Mi pare di ricordare che ci fosse qualcuno in paese che si incaricava di ritirare i mazzi di paglie da Carpi e poi le distribuiva alle varie trecciaiole . Mia nonna era una di loro e arrivava in casa nostra con il suo mazzo di paglie sotto il braccio: a volte erano sottili, a volte più larghe, a volte colorate, ma più spesso bianche . Lei si sedeva su una seggiolina bassa e cominciava a farle volteggiare velocemente intrecciandole in modo da formare lunghissime trecce, lisce o più complesse.
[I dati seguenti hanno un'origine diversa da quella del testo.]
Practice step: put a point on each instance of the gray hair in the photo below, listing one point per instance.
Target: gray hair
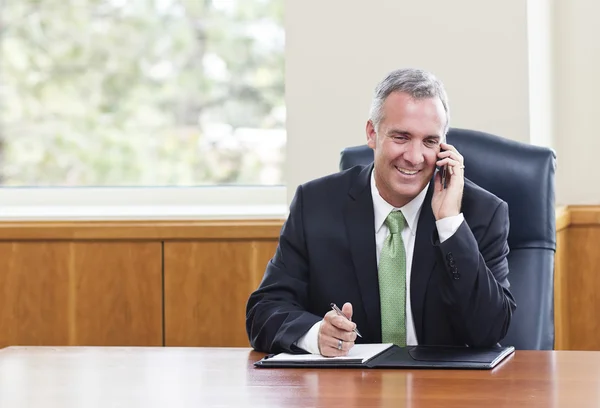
(417, 83)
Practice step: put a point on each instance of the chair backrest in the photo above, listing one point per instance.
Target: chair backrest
(523, 176)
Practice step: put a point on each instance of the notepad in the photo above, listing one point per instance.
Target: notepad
(360, 353)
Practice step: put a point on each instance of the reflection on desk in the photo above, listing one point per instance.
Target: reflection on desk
(208, 377)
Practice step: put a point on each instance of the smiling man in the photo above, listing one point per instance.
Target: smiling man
(412, 258)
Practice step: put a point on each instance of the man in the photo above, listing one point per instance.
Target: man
(413, 259)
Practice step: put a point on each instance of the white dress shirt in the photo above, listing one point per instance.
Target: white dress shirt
(446, 228)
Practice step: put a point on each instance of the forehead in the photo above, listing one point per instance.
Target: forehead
(401, 109)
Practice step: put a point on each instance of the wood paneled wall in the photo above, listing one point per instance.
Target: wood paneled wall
(577, 279)
(185, 283)
(80, 293)
(130, 283)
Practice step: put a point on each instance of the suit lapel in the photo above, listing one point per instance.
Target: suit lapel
(423, 262)
(360, 227)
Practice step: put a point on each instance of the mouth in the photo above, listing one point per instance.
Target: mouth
(406, 172)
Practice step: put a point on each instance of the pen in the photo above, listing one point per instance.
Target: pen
(339, 312)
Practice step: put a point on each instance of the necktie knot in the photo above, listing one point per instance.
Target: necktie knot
(395, 222)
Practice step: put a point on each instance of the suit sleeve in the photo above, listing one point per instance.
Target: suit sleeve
(276, 313)
(476, 281)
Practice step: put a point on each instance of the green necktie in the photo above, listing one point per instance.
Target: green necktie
(392, 282)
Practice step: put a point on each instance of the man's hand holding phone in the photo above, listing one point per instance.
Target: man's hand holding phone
(449, 183)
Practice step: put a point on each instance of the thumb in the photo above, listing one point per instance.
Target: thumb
(347, 310)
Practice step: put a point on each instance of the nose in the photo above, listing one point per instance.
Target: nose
(414, 154)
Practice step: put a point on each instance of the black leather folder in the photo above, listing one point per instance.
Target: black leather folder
(432, 357)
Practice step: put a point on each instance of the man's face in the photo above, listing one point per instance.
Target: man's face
(406, 145)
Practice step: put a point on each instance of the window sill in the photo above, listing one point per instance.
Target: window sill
(141, 212)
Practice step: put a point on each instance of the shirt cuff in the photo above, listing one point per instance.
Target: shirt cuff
(309, 342)
(448, 226)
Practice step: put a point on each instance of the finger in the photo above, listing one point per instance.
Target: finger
(330, 347)
(449, 162)
(451, 155)
(449, 148)
(332, 331)
(347, 310)
(340, 322)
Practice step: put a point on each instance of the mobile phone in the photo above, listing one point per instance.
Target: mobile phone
(443, 170)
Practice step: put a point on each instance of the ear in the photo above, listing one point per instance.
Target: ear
(371, 134)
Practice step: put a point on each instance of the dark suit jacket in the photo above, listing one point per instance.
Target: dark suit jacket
(326, 253)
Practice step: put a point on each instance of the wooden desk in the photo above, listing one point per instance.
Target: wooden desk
(209, 377)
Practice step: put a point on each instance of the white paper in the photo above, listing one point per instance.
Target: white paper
(360, 353)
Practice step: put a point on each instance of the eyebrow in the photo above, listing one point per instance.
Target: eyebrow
(407, 133)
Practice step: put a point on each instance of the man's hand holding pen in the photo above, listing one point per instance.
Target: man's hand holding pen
(337, 333)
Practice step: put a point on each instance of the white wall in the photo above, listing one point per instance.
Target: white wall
(337, 50)
(577, 87)
(527, 70)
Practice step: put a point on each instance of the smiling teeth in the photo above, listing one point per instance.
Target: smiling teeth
(407, 172)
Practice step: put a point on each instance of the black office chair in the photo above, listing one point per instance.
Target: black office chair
(523, 176)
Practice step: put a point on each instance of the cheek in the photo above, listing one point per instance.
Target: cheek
(431, 158)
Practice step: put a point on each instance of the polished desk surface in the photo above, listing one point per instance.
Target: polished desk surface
(224, 377)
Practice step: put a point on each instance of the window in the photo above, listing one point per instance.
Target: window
(141, 93)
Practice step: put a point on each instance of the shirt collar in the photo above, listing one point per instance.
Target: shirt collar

Esaurite le paglie, si doveva lisciare la treccia con un attrezzo a manovella di legno che chiamavamo “slissen” , poi con una specie di lungo bastone con due pioli alle estremità si formavano delle grosse “matasse” che venivano riconsegnate a chi le doveva portare in fabbrica ed era costui che provvedeva a pagare il lavoro compiuto.
Nelle sere d’ inverno, nelle stalle o nelle case ascoltando la radio, le donne continuavano a cercare di arrotondare i magri introiti della famiglia e spesso anche noi bambini davamo un piccolo contributo facendo “la treccia” che sarebbe poi servita per confezionare cappelli e borse di varia fattura.